Over the Easter weekend I went to stay with my girlfriend’s very nice family on the rugged south coast of this rather big country. And every evening the Scrabble board was produced, and hands rubbed together in anticipation of some word-laying.
Although, being Sweden, this was not Scrabble but “Alfapet”, as Scrabble in this country was known in the past. The board is the same, the tiles are the same (except for the Swedish characters of course, and different points and distributions), and the rules are the same.
Except that they aren’t. No sir, the rules are NOT the same, which I discovered to my dismay.
You see, the company in which I sat was playing a version of Alfapet from the 70s that used non-standard rules. The rule in question which caused hackles to rise was the one concerning the connection of words. In my rules (and by “mine” I mean the internationally accepted rules of Scrabble) you may lay a word in parallel to another word as long as all the little words you make along the way are real words.

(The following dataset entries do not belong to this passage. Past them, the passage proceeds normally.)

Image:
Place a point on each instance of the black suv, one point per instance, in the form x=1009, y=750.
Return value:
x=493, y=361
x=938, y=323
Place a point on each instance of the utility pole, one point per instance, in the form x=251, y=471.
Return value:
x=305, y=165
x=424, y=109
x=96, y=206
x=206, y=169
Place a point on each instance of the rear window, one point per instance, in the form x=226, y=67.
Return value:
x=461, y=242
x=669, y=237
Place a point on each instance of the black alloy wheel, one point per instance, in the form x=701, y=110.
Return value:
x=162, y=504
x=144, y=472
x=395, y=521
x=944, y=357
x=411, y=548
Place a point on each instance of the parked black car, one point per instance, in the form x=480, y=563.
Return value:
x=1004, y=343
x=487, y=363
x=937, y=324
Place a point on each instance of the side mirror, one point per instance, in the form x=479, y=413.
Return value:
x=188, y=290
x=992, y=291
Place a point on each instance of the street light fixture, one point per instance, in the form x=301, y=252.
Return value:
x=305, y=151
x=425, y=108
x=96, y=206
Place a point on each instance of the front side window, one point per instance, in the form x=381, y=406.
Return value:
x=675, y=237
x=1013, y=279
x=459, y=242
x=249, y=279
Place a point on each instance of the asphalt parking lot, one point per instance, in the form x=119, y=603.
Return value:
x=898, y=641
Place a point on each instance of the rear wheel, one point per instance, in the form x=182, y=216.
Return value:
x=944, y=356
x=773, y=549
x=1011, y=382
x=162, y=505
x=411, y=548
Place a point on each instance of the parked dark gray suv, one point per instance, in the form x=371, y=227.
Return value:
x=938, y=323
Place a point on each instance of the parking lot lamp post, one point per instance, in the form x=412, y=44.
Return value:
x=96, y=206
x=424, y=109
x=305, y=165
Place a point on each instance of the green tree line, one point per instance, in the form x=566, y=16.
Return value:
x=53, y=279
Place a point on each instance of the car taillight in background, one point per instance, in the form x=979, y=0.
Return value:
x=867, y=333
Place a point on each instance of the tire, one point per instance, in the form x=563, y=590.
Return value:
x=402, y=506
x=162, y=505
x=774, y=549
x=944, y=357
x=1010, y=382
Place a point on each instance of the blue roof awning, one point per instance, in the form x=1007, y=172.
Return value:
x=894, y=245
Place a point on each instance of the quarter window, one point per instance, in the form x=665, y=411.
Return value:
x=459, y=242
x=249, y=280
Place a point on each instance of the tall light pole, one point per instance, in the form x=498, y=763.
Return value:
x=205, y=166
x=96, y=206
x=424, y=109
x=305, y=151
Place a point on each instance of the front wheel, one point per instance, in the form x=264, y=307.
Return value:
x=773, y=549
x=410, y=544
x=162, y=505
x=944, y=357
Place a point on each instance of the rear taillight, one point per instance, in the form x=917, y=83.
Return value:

But not in the game played by my hosts. No sir, in their version each new word MUST “link in” with an existing word. You cannot, for example, lay down an “S” to turn CAR into CARS and then continue with a new word from that S. See the example here:
The first example was not allowed by my hosts; the second was fine.
The worst thing was that the entire family proceeded to explain why their rules were actually NOT a variation and were in fact the proper and logical way to play the game, despite being more complicated and not the same as the internationally accepted rules of the game.
I could not even get them to admit that their rules were a local variation. Oh no, I was simply wrong. And Alfapet was NOT a version of Scrabble (which it actually was when it was introduced to Sweden) but another game entirely which can quite happily have its own rules.
Now I have no trouble playing a variation on a game, but I find it difficult to swallow a lot of complicated reasons why one variant is any “better” or “more logical” than any another, especially when the supposedly “more logical” version has MORE rules and not less.
Still, I played anyway and was of course blown out of the water, even by the family matriarch, the 90-year old grandmother who, I am sure, could trounce me at Scrabble no matter what rules we were using.
And that, despite all the confusion, arguing and slamming shut of dictionaries, was strangely satisfying.